[JURIST] The US District Court for the Southern District of New York [official website] Tuesday ordered Galleon Group hedge fund founder Raj Rajaratnam [WSJ archive] to pay an unprecedented civil penalty for insider trading. In a thorough analysis of the appropriate amount of the fine, Judge Jed Rakoff handed down a $92.8 million penalty [opinion, PDF] in the culmination of a civil lawsuit against Rajaratnam brought by the Securities and Exchange Commission (SEC) [official website]. The penalty is the largest fine ever imposed on an individual in an SEC insider trading case. Rakoff summarized the state of the law:
SEC civil penalties, most especially in a case involving such lucrative misconduct as insider trading, are designed, most importantly, to make such unlawful trading “a money-losing proposition not just for this defendant, but for all who would consider it, by showing that if you get caught … you are going to pay severely in monetary terms.”

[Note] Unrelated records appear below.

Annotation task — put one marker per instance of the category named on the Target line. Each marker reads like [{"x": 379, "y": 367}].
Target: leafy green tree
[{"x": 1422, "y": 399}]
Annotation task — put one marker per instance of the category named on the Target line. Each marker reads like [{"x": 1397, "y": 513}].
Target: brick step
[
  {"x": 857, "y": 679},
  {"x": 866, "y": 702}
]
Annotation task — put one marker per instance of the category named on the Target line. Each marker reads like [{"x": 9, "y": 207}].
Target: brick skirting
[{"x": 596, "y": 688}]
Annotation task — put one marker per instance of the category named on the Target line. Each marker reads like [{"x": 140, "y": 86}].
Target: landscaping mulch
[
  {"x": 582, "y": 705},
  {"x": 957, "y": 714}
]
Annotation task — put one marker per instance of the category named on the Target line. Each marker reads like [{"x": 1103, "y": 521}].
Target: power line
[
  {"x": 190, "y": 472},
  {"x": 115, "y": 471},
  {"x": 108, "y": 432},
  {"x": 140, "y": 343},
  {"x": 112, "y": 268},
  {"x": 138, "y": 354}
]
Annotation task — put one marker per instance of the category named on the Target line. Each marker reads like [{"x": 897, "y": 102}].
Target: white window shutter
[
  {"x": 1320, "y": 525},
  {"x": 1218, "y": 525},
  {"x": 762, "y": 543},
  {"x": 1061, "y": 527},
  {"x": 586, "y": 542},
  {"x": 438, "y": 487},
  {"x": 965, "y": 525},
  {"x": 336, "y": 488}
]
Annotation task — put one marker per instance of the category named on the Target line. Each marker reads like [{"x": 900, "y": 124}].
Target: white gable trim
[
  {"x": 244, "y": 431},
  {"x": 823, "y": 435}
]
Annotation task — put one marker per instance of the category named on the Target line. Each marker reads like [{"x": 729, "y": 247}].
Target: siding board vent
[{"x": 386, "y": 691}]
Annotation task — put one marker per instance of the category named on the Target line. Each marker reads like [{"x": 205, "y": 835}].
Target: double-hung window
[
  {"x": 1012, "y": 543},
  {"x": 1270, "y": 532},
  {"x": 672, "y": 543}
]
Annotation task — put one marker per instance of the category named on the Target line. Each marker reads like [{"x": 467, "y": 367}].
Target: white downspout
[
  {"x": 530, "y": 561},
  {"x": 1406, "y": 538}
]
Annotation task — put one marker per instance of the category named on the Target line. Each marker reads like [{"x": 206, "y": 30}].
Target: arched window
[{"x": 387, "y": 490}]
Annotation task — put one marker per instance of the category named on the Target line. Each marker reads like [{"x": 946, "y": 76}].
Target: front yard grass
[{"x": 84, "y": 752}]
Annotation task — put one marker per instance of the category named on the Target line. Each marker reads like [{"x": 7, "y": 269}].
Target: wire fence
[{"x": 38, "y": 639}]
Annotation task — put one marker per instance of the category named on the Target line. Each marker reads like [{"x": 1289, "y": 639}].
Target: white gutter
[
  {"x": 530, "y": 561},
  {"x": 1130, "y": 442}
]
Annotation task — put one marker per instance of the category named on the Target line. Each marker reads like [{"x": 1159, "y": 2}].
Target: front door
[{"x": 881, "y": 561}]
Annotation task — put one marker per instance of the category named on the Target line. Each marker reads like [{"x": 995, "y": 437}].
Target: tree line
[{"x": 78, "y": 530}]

By statute the court is empowered to “impose a penalty of up to, but no more than, ‘three times the profit gained or the loss avoided.'” Rakoff reasoned that Rajaratnam’s fortune was considerably more than the fines imposed on him as a result of his criminal convictions and felt the punishment should be relative the the one-time billionaire’s net-worth, intentionally depriving Rajaratnam of a “material part of his fortune.” Rajaratnam has already been ordered to pay a $10 million fine and forfeit $53.8 million in profits since he was convicted [JURIST report] of insider trading in May.
Rajaratnam was sentenced to 11 years in prison [JURIST report] last month after he was convicted of orchestrating the largest insider trading case in US history. The jury found him guilty of nine counts of securities fraud and five counts of conspiracy to commit securities fraud, and others have been implicated in the insider trading scheme with Rajaratnam. Danielle Chiesi pleaded guilty in January and settled with the SEC [JURIST reports] in July. Former IBM senior vice president Robert Moffat was sentenced to six months in prison last September and was ordered to pay a $50,000 fine for his role in the scheme after pleading guilty [JURIST reports] in March 2010. Former Intel Capital executive Rajiv Goel pleaded guilty [JURIST report] to insider trading charges in February 2010. Rajaratnam, Chiesi, Goel and Moffat were arrested in October 2009 and charged [complaint, PDF] along with two other individuals and two business entities. The complaint alleged that the individuals provided Galleon Group and another hedge fund with material nonpublic information about several corporations upon which the funds traded, generating $25 million in illicit gain.